[Xastir] A good time for APRS at 9600?

Tom Hayward esarfl at gmail.com
Sat Nov 12 13:01:55 EST 2011


On Fri, Nov 11, 2011 at 21:20, Guy Story <kc5goi at gmail.com> wrote:
>
> This  question comes up every so often.  I use to wonder the same thing years ago.  If memory serves me correctly, and I know this is not verbatim, WB4APR said that given the length of a posit in relation to the transmit time and the txdelay, 9600 does not really pay off.  The txdelay would eat up more time than the actual posit.
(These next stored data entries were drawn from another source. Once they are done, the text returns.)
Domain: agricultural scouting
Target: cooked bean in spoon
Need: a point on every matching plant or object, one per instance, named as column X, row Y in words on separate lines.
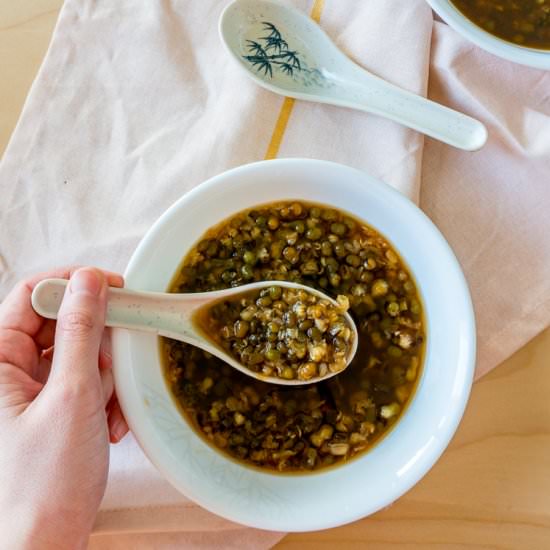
column 274, row 331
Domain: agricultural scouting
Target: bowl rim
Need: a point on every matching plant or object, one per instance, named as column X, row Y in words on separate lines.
column 539, row 59
column 129, row 395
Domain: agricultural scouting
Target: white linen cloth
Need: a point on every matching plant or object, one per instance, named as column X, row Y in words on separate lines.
column 137, row 102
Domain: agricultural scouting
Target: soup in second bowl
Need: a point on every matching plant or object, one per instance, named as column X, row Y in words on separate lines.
column 289, row 429
column 522, row 22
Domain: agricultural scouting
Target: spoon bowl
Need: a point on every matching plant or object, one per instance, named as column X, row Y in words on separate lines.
column 285, row 51
column 173, row 316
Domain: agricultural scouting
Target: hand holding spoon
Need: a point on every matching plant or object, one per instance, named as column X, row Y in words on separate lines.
column 189, row 318
column 284, row 51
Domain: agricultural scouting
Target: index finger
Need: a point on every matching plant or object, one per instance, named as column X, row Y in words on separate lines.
column 16, row 311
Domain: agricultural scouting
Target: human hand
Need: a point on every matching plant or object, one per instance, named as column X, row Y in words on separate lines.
column 56, row 418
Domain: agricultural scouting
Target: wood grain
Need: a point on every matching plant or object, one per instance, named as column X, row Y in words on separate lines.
column 490, row 489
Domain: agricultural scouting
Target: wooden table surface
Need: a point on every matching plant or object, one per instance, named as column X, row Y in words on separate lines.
column 490, row 489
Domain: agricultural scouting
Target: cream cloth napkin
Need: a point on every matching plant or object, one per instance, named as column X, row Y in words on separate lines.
column 137, row 102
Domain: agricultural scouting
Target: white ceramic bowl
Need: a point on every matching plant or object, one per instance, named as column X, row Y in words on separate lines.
column 366, row 484
column 519, row 54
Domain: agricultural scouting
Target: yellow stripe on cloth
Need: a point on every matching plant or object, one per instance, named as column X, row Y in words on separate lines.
column 288, row 103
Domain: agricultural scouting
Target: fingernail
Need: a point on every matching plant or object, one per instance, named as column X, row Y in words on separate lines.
column 119, row 430
column 86, row 281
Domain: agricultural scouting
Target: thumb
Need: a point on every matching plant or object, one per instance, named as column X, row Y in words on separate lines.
column 79, row 329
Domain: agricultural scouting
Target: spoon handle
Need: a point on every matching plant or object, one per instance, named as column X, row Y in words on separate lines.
column 374, row 95
column 144, row 311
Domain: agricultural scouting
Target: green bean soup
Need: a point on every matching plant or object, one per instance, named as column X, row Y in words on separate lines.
column 282, row 333
column 311, row 427
column 522, row 22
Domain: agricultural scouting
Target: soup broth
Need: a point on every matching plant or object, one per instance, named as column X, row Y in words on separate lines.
column 523, row 22
column 307, row 428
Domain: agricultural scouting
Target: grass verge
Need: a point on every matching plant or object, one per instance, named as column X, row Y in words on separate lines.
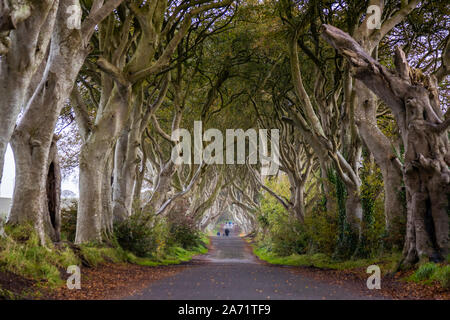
column 44, row 267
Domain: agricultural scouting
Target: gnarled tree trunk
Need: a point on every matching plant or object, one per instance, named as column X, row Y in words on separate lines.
column 414, row 101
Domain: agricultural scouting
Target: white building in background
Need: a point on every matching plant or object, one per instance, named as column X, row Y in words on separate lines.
column 5, row 204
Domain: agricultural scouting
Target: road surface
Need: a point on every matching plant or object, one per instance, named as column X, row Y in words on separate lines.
column 231, row 272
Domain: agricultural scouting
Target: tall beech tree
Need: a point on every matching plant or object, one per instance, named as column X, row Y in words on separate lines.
column 33, row 135
column 414, row 100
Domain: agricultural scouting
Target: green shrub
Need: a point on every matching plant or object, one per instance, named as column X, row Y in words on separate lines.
column 184, row 233
column 22, row 254
column 425, row 271
column 442, row 275
column 135, row 235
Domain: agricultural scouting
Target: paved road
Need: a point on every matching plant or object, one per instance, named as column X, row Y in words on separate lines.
column 231, row 272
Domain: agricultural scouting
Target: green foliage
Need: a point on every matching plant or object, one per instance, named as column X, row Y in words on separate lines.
column 430, row 272
column 285, row 235
column 184, row 233
column 69, row 221
column 22, row 254
column 373, row 223
column 135, row 235
column 320, row 260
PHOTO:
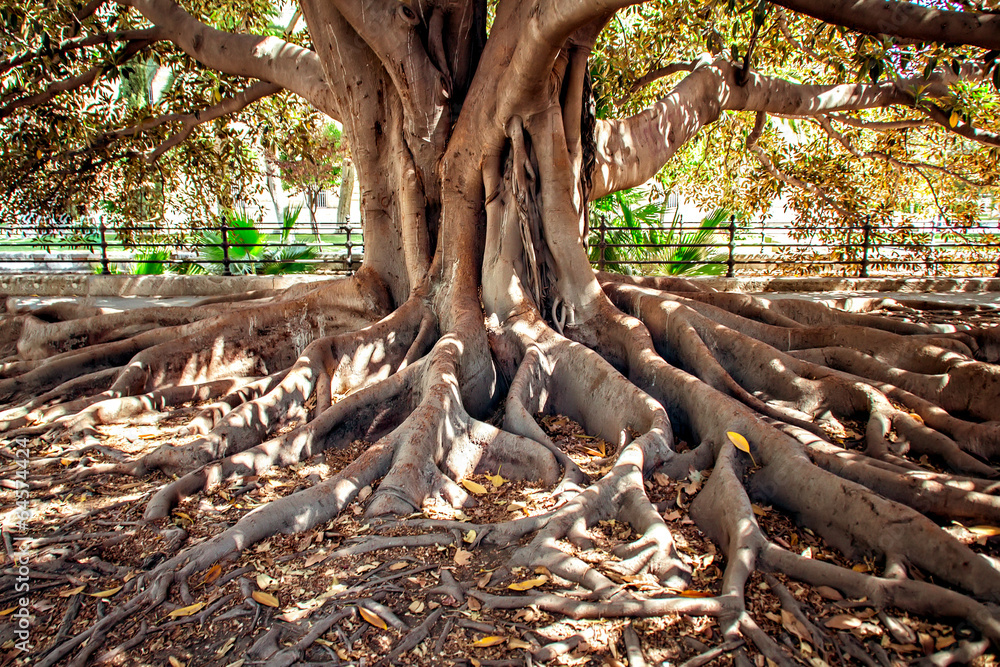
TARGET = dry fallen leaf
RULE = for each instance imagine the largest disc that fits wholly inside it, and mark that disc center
(528, 583)
(843, 622)
(829, 593)
(187, 611)
(372, 618)
(491, 640)
(474, 487)
(740, 443)
(265, 599)
(106, 594)
(795, 626)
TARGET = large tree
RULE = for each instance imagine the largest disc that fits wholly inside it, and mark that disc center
(474, 136)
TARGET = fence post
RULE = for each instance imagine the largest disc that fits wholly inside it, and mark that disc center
(105, 267)
(225, 250)
(865, 245)
(350, 246)
(601, 242)
(731, 261)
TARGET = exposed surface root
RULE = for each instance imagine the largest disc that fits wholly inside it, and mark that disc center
(845, 430)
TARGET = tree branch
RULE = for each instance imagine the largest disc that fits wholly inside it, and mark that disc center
(82, 42)
(769, 166)
(632, 150)
(943, 118)
(916, 166)
(904, 19)
(266, 58)
(879, 126)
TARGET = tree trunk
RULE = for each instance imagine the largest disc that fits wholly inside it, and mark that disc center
(476, 310)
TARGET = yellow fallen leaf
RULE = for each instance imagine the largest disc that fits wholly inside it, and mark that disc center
(491, 640)
(372, 618)
(265, 598)
(695, 594)
(212, 574)
(740, 443)
(187, 611)
(843, 622)
(474, 487)
(106, 594)
(528, 583)
(829, 593)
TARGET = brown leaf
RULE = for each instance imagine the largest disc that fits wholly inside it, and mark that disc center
(187, 611)
(474, 487)
(491, 640)
(106, 594)
(528, 583)
(265, 599)
(795, 626)
(372, 618)
(843, 622)
(829, 593)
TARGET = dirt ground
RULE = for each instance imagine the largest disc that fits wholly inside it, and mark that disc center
(412, 591)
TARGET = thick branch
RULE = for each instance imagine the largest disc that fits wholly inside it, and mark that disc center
(266, 58)
(227, 106)
(827, 126)
(904, 19)
(77, 43)
(74, 82)
(631, 151)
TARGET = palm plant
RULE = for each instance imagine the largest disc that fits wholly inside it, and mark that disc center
(248, 248)
(636, 242)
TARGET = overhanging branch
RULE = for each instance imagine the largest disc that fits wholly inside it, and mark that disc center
(254, 56)
(904, 19)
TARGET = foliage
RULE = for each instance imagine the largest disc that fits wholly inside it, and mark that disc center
(248, 250)
(637, 242)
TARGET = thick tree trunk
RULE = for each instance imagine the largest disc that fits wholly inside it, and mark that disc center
(476, 309)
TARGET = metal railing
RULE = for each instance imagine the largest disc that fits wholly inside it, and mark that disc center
(61, 247)
(735, 248)
(739, 247)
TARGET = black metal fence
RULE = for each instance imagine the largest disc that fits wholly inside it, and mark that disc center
(768, 247)
(227, 249)
(735, 248)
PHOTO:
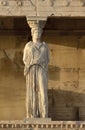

9600 baud data is 8 times as fast as 1200 baud. When you factor in the
txdelay and length of an average APRS packet, 9600 baud APRS comes out
to about twice as fast as 1200 baud. To me, that seems significant
enough to be worthwhile.

In the Pacific Northwest, there are a number of people experimenting
with 9600 baud APRS. They have a reasonable network of i-gates and
digipeaters. They've shown a couple of things: 9600 baud works for
APRS; it can be more reliable for mobiles (less chance flutter will
corrupt the packet, because the data burst is so short); and it ends
up doing more for the network than halving the bandwidth because it
moves a lot of stations off 144.39 and onto an alternate channel. Most
of that network is Kenwood D700's, D710's, D7's and D72's.